It was unexpected that participants with prediabetes in cluster 6, which had very low proinsulin scores and only slightly above-average levels of the other four scores, showed the highest risk of T2D (Figs. 1A and 3A), since lower proinsulin score was associated with lower risk of T2D and favorable glycemic traits (Supplementary Fig. 5). Revisiting the associations of the proinsulin score and other genetic scores with risk of T2D, we found evidence of an interaction between the proinsulin score and other genetic scores on risk of T2D (Supplementary Fig. 10). In HCHS/SOL, the associations of β-cell score and liver-lipid score with risk of T2D were stronger among participants with a low proinsulin score than among those with a high proinsulin score (P for interaction = 0.04 and 0.06 respectively). The combined genetic effect of the other four scores (summed score) was stronger among participants with a low proinsulin score (RR 1.31 [95% CI 1.20, 1.42]; P < 0.001) compared with those with a high proinsulin score (RR 1.09 [0.99, 1.21]; P = 0.09) (P for interaction = 0.01). These potential interactions were replicated in UKBB (all P for interaction < 0.05), with an additional interaction between lipodystrophy-like score and proinsulin score identified (P for interaction = 0.01).

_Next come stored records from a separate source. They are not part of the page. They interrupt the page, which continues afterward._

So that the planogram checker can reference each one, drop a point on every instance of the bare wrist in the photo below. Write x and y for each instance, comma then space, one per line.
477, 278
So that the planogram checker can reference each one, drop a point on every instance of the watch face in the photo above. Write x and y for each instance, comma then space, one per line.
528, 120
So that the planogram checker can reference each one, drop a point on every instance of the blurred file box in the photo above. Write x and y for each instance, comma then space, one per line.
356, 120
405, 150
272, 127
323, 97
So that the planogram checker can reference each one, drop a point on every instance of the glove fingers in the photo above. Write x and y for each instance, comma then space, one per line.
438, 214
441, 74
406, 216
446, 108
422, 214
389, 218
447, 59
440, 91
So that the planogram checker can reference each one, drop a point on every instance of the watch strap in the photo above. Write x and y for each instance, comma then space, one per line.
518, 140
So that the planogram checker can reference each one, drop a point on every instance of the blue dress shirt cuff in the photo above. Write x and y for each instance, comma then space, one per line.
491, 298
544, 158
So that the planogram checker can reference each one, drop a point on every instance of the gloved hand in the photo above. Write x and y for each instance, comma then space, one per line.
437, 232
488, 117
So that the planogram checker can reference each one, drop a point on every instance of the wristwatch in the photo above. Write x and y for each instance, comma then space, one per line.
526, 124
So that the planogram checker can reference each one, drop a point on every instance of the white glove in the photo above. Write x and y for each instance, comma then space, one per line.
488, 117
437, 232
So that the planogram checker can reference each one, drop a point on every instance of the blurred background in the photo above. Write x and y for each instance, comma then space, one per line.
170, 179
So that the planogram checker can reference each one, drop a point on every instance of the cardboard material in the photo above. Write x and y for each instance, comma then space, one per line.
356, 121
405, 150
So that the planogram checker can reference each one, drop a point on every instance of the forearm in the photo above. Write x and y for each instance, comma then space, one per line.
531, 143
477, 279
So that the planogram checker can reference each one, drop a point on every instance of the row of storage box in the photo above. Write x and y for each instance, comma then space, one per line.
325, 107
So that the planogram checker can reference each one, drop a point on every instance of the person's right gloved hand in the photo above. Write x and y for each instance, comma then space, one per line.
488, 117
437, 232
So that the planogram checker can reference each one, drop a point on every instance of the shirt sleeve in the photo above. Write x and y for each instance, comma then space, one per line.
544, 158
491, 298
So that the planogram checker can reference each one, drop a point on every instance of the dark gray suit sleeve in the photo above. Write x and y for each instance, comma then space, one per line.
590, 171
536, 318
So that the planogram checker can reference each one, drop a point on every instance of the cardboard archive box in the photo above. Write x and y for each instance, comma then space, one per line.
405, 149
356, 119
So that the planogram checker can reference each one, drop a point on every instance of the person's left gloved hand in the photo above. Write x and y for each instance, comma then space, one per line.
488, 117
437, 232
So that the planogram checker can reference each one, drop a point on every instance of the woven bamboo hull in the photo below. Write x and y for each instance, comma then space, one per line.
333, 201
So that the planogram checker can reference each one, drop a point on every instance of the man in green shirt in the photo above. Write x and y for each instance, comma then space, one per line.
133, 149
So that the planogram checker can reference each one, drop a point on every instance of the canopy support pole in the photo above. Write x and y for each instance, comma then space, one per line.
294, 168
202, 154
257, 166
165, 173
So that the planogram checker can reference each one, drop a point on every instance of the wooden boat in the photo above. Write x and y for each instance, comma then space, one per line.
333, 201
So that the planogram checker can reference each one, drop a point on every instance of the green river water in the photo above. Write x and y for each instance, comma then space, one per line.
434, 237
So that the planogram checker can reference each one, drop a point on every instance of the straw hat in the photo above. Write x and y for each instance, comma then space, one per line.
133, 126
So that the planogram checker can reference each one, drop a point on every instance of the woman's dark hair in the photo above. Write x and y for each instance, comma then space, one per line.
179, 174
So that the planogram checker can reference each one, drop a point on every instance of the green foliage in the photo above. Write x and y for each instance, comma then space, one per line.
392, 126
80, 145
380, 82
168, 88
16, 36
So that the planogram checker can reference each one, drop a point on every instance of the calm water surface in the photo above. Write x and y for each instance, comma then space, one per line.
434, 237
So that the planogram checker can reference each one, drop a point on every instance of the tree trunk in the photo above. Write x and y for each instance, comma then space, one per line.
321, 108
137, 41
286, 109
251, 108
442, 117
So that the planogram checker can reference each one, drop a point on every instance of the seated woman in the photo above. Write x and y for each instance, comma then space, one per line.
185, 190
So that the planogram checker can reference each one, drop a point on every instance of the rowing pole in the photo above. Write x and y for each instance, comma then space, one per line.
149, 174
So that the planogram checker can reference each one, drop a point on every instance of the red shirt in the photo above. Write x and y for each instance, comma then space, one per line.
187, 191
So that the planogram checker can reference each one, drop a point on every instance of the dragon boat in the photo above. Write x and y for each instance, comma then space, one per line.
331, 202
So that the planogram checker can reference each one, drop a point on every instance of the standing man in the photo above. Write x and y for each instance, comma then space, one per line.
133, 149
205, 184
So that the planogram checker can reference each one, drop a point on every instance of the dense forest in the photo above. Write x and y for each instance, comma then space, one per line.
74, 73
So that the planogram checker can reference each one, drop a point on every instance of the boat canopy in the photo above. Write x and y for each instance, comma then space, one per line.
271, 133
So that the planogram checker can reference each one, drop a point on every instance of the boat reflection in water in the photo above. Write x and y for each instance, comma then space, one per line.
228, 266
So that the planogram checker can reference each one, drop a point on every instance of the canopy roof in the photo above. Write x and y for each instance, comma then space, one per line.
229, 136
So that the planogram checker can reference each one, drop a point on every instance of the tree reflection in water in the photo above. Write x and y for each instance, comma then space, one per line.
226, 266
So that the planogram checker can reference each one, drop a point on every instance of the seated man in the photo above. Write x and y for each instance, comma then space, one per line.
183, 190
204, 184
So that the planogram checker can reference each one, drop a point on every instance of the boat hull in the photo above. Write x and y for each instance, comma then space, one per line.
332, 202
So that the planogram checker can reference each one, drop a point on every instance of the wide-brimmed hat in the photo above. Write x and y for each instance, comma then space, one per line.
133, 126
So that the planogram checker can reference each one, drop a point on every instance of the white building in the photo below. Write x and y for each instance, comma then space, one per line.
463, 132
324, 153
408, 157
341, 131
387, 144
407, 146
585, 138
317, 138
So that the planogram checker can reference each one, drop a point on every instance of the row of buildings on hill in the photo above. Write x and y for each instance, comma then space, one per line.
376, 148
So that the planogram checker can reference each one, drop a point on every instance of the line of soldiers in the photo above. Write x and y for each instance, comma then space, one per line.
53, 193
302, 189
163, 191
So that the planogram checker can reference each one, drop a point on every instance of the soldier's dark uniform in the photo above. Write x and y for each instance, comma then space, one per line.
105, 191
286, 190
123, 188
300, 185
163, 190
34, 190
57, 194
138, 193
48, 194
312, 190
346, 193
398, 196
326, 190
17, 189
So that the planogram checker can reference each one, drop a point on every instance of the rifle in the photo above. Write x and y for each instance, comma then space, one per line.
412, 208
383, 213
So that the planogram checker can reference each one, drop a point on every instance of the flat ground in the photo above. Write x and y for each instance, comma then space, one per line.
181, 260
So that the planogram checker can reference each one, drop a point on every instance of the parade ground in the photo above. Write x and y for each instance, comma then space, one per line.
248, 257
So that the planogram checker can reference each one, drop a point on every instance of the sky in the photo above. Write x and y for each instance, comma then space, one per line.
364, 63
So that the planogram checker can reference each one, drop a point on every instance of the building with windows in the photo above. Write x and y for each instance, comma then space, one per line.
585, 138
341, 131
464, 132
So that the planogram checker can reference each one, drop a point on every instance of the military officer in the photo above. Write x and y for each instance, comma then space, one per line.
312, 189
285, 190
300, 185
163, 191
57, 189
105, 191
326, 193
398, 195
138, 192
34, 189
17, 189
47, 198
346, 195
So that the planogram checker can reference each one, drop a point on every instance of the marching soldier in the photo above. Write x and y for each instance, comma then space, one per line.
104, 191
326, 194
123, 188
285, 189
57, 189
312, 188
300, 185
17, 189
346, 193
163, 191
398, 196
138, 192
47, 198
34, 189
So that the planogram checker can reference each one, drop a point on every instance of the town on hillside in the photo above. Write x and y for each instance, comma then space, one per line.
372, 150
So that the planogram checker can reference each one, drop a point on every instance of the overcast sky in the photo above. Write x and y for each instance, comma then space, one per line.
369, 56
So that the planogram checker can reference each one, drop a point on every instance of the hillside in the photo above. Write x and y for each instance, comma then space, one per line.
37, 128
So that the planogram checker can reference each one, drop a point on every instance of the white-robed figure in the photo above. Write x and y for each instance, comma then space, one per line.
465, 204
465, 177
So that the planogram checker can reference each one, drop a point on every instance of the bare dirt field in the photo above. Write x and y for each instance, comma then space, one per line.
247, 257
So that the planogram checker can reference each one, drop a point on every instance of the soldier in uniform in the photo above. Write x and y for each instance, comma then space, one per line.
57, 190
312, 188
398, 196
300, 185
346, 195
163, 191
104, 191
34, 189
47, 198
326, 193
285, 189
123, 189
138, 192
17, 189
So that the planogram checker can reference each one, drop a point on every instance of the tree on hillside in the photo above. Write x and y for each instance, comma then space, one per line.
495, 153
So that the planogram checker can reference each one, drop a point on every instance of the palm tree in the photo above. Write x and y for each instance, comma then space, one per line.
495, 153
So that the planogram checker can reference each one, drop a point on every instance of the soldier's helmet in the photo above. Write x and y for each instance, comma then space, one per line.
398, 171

Healthy Lifestyle, Genetic Subtypes of Prediabetes, and Risk of T2D
We then examined the association between adherence to a healthy lifestyle in HCHS/SOL (Supplementary Table 2) and in UKBB (Supplementary Table 3) and risk of T2D across different clusters of participants with prediabetes (Fig. 4A). In HCHS/SOL, healthy lifestyle (i.e., 2nd and 3rd tertiles of the lifestyle score) was associated with a lower risk of T2D among all participants with prediabetes (RR 0.73 [95% CI 0.63, 0.84]; P < 0.001), those in cluster 2 (RR 0.67 [0.47, 0.95]; P = 0.02), and those in cluster 5 (RR 0.65 [0.47, 0.89]; P = 0.008), but not among those in other clusters. In UKBB, healthy lifestyle was significantly associated with a lower risk of T2D in all participants with prediabetes (RR 0.80 [0.75, 0.85]; P < 0.001), as well as in each cluster separately, with the highest effect size observed in cluster 5 (RR 0.71 [0.62, 0.81]; P < 0.001) and the lowest effect size observed in cluster 1 (RR 0.86 [0.75, 1.00]; P = 0.048). In the combined analysis of two cohorts, the inverse association between healthy lifestyle and risk of T2D was observed across all five clusters, with a suggestive stronger association observed in cluster 5 (RR 0.70 [0.62, 0.79]; P < 0.001) compared with cluster 1 (RR 0.85 [0.74, 0.97]; P = 0.02). We did not find an overall difference in the association between adherence to a healthy lifestyle and risk of T2D across all clusters using Cochran Q test for heterogeneity. However, suggestive different effect sizes were detected between cluster 1 and cluster 5 (P = 0.04 for difference in effect sizes).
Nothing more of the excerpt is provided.